= Abraham Harderet =

English goldsmith and jeweller

Abraham Harderet (fl. 1604–1625), goldsmith and jeweller to Elizabeth I of England and Anne of Denmark.

==Career==
Abraham Harderet was the son of Martin Harderet and Rachel Fontaine or Le Maçon, daughter of Robert le Maçon, Sieur de la Fontaine, a refugee from the St. Bartholomew's Day massacre. The family were French Huguenots and the name was also written as "Hardret" and "Hardrett". Martin Hardrett supplied pearls for head dresses of masque costume at Elizabeth's court and was described as a "milliner". In 1604 Abraham claimed that Queen Elizabeth had owed him £1,075, and he was appointed a jeweller to King James I, Anne of Denmark, and Prince Henry with an annual salary of £50.

Jacob, Martin and Nathaniel Harderet were also active as jewellers in this period. King James I gave Abraham and Martin a gift of £200 confiscated from recusants in 1604, Abraham and Nathaniel were confirmed as jewellers to the king in 1608, and Jacob, Abraham's brother, enlarged a chain for Princess Elizabeth in 1610. Martin had been recorded as "Martyn Harderettes", a "stranger" or foreigner in St Faith's parish in Farringdon, London, in 1582. Listed next to Martin Harderet in 1582, another of the St Faith's strangers was "Robert Fountayne" who was probably Rachel's father, while "Cornelis Dregg" or "Drodger" may be the Dutch craftsman who engraved a sapphire with Queen Elizabeth's portrait for Anne of Denmark in 1598. Cornelius "Draggie" turned up in Edinburgh in 1601, attempting to set up a weaver's workshop to exploit generous subsidies for expert craftsmen, but the other weavers protested he was a lapidary, not a weaver.

Martin was probably the Martin Hardrett who supplied items to the queen's revels as a "Milliner" as early as 1574. Another early reference appears in a 1583 letter from William Poyntz to his master Sir Thomas Heneage about London shopping, "If your bracelet be done at Hyllyard's, you shall receive it by this bearer, Hardret hath not one of those glasses you wrote to me for, nor yet any other".

In June 1604, Abraham Harderet after petitioning the Earl of Salisbury and the Earl of Nottingham for a place as a court jeweller, was invited to draft the details of the office of Surveyor of Jewels, and was made a jeweller to King, Queen and Prince of Wales. However, perhaps in 1607, Harderet complained to the Earl of Salisbury that he had not yet had any employment. His wife was lame and ill in bed. He sent a list of outstanding debts and losses. He had invested in a ship lost on the Barbary coast. Some of associates were "broken" or bankrupt. "Lord Amberall" owed £466.

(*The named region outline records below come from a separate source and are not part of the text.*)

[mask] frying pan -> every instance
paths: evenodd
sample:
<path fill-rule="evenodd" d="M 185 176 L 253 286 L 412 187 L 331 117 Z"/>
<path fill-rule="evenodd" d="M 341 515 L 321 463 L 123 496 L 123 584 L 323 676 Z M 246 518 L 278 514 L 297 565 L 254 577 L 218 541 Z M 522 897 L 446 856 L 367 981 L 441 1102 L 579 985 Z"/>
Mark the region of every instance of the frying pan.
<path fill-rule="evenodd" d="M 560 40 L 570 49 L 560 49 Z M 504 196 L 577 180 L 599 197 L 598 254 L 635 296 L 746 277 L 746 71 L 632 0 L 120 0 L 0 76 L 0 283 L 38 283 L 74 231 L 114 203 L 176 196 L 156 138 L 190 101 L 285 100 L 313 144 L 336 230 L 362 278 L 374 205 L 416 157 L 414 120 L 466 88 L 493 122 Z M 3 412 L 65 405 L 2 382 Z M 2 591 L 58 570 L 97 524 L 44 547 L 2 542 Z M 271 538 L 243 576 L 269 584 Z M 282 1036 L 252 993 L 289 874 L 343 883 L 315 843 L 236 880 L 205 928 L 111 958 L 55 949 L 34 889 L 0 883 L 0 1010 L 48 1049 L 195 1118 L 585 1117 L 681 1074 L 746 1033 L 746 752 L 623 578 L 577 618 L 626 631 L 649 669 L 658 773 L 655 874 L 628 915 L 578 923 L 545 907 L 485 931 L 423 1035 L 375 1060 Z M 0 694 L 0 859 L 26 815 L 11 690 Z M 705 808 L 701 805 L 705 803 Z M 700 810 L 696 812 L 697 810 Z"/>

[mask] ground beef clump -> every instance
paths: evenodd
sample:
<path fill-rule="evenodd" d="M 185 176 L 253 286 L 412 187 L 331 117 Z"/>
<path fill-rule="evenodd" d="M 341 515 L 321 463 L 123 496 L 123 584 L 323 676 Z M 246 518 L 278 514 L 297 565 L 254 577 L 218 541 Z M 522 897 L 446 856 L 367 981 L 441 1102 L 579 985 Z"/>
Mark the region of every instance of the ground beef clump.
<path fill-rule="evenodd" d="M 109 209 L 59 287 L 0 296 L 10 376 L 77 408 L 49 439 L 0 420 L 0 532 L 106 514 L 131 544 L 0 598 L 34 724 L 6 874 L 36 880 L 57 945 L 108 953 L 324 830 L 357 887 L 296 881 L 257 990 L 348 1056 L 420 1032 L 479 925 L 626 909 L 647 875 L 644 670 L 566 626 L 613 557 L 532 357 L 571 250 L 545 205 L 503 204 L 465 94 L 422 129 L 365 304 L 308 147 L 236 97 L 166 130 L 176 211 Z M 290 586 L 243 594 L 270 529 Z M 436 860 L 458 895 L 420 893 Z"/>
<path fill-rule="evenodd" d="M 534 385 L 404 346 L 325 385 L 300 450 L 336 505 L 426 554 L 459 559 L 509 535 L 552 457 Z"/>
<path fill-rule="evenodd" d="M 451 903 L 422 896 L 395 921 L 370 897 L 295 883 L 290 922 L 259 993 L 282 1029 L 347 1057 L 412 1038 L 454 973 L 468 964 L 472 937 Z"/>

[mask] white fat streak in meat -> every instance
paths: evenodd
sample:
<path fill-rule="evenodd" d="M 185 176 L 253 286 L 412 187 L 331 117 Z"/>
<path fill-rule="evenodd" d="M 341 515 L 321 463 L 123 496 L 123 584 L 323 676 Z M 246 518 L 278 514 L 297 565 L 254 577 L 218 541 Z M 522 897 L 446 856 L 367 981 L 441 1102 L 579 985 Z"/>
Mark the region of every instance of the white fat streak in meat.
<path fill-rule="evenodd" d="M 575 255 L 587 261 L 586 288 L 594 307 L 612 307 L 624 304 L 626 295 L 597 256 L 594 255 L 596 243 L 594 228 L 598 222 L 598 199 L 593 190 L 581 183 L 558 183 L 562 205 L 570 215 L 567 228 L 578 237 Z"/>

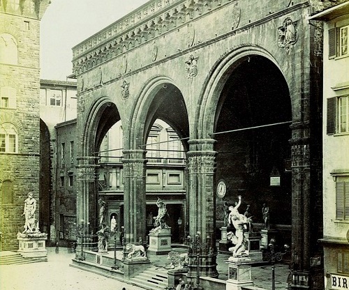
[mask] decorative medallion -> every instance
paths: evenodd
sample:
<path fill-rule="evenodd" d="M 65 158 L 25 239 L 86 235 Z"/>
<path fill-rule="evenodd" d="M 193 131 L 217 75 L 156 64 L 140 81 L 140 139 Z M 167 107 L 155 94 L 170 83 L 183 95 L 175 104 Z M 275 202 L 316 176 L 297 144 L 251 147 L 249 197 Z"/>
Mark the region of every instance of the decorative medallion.
<path fill-rule="evenodd" d="M 232 13 L 232 30 L 239 27 L 240 23 L 241 9 L 237 7 L 237 3 L 234 5 Z"/>
<path fill-rule="evenodd" d="M 289 52 L 293 45 L 298 40 L 297 22 L 293 22 L 289 17 L 283 21 L 283 26 L 278 28 L 278 45 L 280 48 L 285 48 Z"/>
<path fill-rule="evenodd" d="M 188 61 L 186 61 L 186 76 L 188 79 L 193 79 L 198 75 L 198 59 L 191 54 Z"/>
<path fill-rule="evenodd" d="M 123 82 L 123 83 L 122 83 L 122 85 L 121 85 L 121 88 L 122 88 L 122 90 L 121 90 L 121 97 L 124 99 L 126 99 L 126 98 L 128 98 L 128 96 L 130 96 L 130 93 L 128 91 L 128 86 L 129 86 L 129 85 L 130 85 L 130 83 L 127 82 L 124 79 L 124 82 Z"/>
<path fill-rule="evenodd" d="M 155 61 L 156 58 L 158 57 L 158 46 L 155 43 L 155 41 L 153 43 L 153 47 L 151 49 L 151 60 Z"/>
<path fill-rule="evenodd" d="M 85 110 L 85 99 L 83 96 L 79 97 L 79 109 L 81 112 Z"/>
<path fill-rule="evenodd" d="M 224 181 L 221 180 L 217 184 L 217 197 L 218 197 L 220 199 L 223 199 L 225 196 L 226 192 L 227 185 L 225 185 L 225 183 L 224 182 Z"/>
<path fill-rule="evenodd" d="M 194 44 L 194 39 L 195 36 L 195 31 L 194 26 L 191 23 L 189 23 L 186 27 L 186 43 L 188 47 L 191 47 Z"/>
<path fill-rule="evenodd" d="M 121 63 L 121 70 L 122 73 L 126 73 L 126 72 L 127 71 L 127 58 L 126 58 L 126 55 L 124 55 L 122 57 L 122 63 Z"/>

Harderet was paid a fee of £50 annually as a jeweller to Anne of Denmark.

In 1608 Martin Harderet was a witness at the christening of James Oliver, a son of the portrait miniature painter Isaac Oliver, and he may have provided cases for Oliver's miniatures. Abraham and Martin Harderet were paid £3000 from the confiscated goods of recusants. Martin died in April 1612, amongst his bequests leaving a house in Compiègne to Abraham.

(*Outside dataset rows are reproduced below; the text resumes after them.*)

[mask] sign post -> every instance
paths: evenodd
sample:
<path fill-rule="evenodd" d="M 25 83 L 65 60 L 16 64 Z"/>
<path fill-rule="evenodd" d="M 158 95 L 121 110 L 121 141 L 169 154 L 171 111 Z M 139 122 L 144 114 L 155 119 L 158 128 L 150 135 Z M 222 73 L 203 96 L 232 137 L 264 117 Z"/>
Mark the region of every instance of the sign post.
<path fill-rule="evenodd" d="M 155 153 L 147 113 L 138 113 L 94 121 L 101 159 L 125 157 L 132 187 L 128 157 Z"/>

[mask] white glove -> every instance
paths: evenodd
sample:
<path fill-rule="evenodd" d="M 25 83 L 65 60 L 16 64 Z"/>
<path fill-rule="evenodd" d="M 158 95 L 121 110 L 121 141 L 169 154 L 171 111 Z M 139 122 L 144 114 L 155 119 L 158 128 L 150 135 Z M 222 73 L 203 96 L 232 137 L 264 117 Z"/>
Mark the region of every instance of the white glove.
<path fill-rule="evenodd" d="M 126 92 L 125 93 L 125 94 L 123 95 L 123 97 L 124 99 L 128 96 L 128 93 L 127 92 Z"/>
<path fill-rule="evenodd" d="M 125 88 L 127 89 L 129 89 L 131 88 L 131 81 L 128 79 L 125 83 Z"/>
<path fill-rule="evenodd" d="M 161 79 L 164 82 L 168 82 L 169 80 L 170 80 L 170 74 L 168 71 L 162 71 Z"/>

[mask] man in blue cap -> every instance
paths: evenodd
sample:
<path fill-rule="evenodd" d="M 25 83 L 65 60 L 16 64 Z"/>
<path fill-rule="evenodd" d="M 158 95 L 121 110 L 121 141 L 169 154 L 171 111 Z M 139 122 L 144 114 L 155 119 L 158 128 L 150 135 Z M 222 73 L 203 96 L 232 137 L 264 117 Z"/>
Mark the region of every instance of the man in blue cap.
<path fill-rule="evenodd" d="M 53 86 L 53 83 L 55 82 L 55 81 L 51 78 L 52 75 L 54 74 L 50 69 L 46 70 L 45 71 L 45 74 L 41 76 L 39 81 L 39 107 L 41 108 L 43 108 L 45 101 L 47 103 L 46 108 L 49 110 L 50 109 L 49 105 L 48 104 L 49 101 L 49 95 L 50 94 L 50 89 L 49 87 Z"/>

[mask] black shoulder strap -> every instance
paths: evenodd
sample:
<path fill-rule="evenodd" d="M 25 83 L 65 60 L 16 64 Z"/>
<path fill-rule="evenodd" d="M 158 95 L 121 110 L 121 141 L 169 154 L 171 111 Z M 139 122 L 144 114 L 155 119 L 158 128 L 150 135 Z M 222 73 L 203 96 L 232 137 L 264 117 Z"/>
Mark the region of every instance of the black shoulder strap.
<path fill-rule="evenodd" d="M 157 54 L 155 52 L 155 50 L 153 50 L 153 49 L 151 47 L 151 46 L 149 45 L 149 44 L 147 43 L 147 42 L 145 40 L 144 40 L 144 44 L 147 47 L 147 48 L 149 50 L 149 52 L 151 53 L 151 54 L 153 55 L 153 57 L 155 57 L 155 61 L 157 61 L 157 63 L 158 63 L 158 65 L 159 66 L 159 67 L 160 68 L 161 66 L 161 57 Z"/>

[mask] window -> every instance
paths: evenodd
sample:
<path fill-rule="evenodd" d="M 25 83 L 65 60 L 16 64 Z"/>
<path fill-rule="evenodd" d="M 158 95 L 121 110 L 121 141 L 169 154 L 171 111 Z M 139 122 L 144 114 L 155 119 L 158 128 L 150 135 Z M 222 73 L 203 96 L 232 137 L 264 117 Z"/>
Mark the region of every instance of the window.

=== Jewels for Princess Elizabeth ===
Jacob Harderet supplied pendants and rings to Princess Elizabeth in April 1612. On 14 February 1613, Princess Elizabeth married Frederick V of the Palatinate. Jacob Harderet provided diamond and ruby rings and pendants for Elizabeth to give away as she left England, and she wrote directly to Sir Julius Caesar, Chancellor of the Exchequer to pay his bill of £500. He accompanied Princess Elizabeth on her journey to Heidelberg. At Gaulsheim she gave gifts to those of her party returning to England. Harderet gave her these on credit. He returned to England with her letter to John Murray of the Bedchamber, which explained that she had been obliged to buy jewels from him to give as gifts at her wedding and during her journey, even to "indifferent persons", many more than she could pay for, and Harderet could show Murray the bills she had signed. Elizabeth wanted Murray to arrange that Sir Julius Caesar would write an order pay Harderet.

=== Business in London ===

Abraham Harderet, with the other royal jewellers George Heriot, William Herrick and John Spilman, joined the funeral procession of Anna of Denmark in 1619.

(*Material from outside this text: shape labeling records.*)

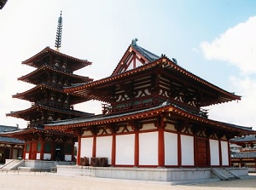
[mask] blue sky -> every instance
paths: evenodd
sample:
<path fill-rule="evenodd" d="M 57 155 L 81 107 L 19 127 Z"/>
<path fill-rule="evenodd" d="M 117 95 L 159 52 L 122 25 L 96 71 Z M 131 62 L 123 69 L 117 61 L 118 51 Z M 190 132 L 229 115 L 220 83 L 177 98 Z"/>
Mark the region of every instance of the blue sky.
<path fill-rule="evenodd" d="M 77 74 L 109 76 L 132 38 L 241 101 L 209 108 L 210 118 L 256 130 L 256 1 L 250 0 L 9 0 L 0 10 L 0 124 L 26 122 L 6 113 L 28 108 L 12 95 L 32 86 L 19 77 L 32 71 L 21 61 L 46 46 L 54 49 L 63 16 L 61 52 L 92 61 Z M 255 60 L 255 61 L 254 61 Z M 3 69 L 4 68 L 4 69 Z M 101 112 L 96 101 L 79 110 Z M 253 126 L 255 125 L 255 126 Z"/>

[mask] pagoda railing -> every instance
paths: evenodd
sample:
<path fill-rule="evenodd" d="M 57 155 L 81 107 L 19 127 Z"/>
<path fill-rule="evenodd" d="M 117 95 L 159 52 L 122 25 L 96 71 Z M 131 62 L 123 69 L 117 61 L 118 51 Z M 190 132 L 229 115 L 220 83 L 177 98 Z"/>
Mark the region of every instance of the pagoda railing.
<path fill-rule="evenodd" d="M 103 114 L 125 112 L 127 111 L 136 111 L 144 108 L 158 106 L 164 102 L 165 100 L 157 97 L 140 98 L 134 101 L 119 101 L 114 104 L 103 105 Z"/>

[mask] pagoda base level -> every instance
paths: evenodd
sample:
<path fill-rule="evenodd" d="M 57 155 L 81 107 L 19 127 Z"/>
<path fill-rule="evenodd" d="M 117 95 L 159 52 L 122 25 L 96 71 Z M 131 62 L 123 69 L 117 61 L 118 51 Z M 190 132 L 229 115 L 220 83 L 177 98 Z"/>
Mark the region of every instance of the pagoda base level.
<path fill-rule="evenodd" d="M 229 168 L 238 176 L 248 176 L 247 169 Z M 101 178 L 113 178 L 152 181 L 219 181 L 211 168 L 119 168 L 57 165 L 57 174 L 84 176 Z"/>

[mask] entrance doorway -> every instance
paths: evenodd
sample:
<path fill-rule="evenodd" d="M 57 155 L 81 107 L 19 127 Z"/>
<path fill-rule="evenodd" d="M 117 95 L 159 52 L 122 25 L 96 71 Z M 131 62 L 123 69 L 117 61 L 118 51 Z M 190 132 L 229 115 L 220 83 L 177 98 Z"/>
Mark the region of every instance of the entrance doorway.
<path fill-rule="evenodd" d="M 207 166 L 207 140 L 197 139 L 197 166 Z"/>
<path fill-rule="evenodd" d="M 64 145 L 56 144 L 55 145 L 55 160 L 64 161 Z"/>

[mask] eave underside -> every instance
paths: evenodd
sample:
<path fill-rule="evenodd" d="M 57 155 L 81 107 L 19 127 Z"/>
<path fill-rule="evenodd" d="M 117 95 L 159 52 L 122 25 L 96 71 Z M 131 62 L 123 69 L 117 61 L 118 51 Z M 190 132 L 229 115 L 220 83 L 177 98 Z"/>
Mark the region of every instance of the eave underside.
<path fill-rule="evenodd" d="M 91 129 L 91 127 L 101 126 L 102 124 L 117 124 L 129 123 L 131 121 L 139 121 L 143 119 L 158 119 L 159 117 L 164 117 L 167 120 L 183 121 L 189 124 L 200 127 L 212 128 L 214 130 L 225 131 L 230 136 L 243 135 L 248 134 L 256 134 L 256 131 L 251 128 L 241 127 L 238 125 L 231 125 L 205 118 L 200 116 L 194 115 L 177 107 L 166 106 L 156 108 L 149 108 L 139 112 L 118 114 L 113 116 L 96 116 L 87 118 L 77 118 L 73 120 L 67 120 L 57 122 L 52 124 L 46 124 L 45 129 L 70 131 L 76 128 Z"/>

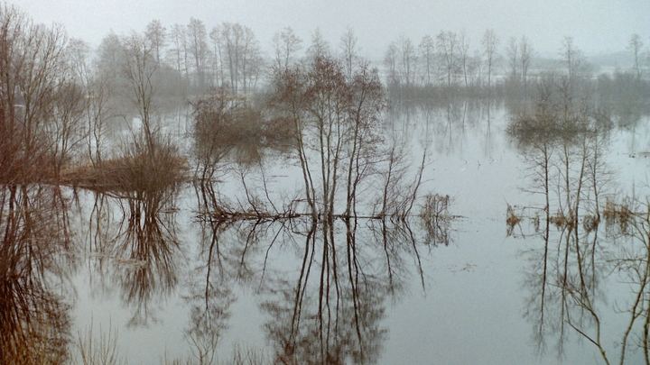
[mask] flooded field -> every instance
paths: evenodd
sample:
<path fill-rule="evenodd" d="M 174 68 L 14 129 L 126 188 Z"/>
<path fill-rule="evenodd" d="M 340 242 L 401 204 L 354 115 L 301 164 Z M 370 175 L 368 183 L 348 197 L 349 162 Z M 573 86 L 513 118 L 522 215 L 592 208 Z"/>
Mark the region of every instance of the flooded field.
<path fill-rule="evenodd" d="M 64 187 L 31 307 L 132 364 L 641 361 L 647 117 L 546 144 L 501 104 L 386 119 L 407 146 L 392 194 L 421 180 L 411 213 L 314 220 L 281 151 L 137 194 Z"/>

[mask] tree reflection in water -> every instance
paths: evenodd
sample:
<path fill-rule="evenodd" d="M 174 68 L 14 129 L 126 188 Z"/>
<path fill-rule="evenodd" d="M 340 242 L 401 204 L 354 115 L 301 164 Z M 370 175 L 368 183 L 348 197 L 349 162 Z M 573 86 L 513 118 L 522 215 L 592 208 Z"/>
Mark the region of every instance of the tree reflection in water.
<path fill-rule="evenodd" d="M 129 324 L 146 325 L 155 320 L 152 304 L 168 296 L 178 283 L 177 189 L 170 186 L 117 196 L 108 194 L 95 196 L 89 217 L 90 252 L 107 289 L 116 283 L 122 300 L 133 308 Z M 115 212 L 119 212 L 118 219 Z"/>
<path fill-rule="evenodd" d="M 54 187 L 0 187 L 0 363 L 68 358 L 73 262 L 66 198 Z M 66 269 L 68 268 L 68 269 Z"/>
<path fill-rule="evenodd" d="M 543 80 L 536 105 L 515 114 L 510 126 L 528 166 L 525 189 L 544 202 L 531 208 L 532 234 L 543 247 L 525 252 L 530 266 L 524 284 L 531 290 L 525 317 L 541 351 L 554 339 L 562 356 L 577 333 L 608 364 L 640 361 L 640 352 L 648 363 L 650 205 L 637 197 L 615 202 L 618 187 L 603 159 L 612 124 L 562 93 L 562 81 Z M 619 285 L 630 297 L 608 302 L 605 291 Z M 608 321 L 612 315 L 628 316 L 623 328 Z"/>
<path fill-rule="evenodd" d="M 422 220 L 416 230 L 409 219 L 225 217 L 209 186 L 197 193 L 203 233 L 196 271 L 205 280 L 193 283 L 189 297 L 195 354 L 214 356 L 206 344 L 216 347 L 232 302 L 229 287 L 238 281 L 260 297 L 276 363 L 376 363 L 387 338 L 386 301 L 402 295 L 409 260 L 423 285 L 421 251 L 449 243 L 441 241 L 449 239 L 449 225 L 438 224 L 445 221 L 441 212 L 440 221 Z M 295 257 L 277 262 L 287 250 Z"/>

Rachel Fontaine was a relation of Jehanne Hersent, the wife of Abraham Aurelle the minister of the French Church on Threadneedle Street. In October 1613 she was a witness at the christening of their daughter Jahel, with Abraham van Delden and Jaél de Peigne, widow of Sir Henry Killigrew. Rachel's daughter Elizabeth Harderet married Caesar Calandrini, a minister of the Italian church in London, from Lucca. Her sister-in-law Elizabeth Calandrini was the wife of the financier Philip Burlamachi.

Abraham Harderet was still listed as a jeweller to King James in 1625.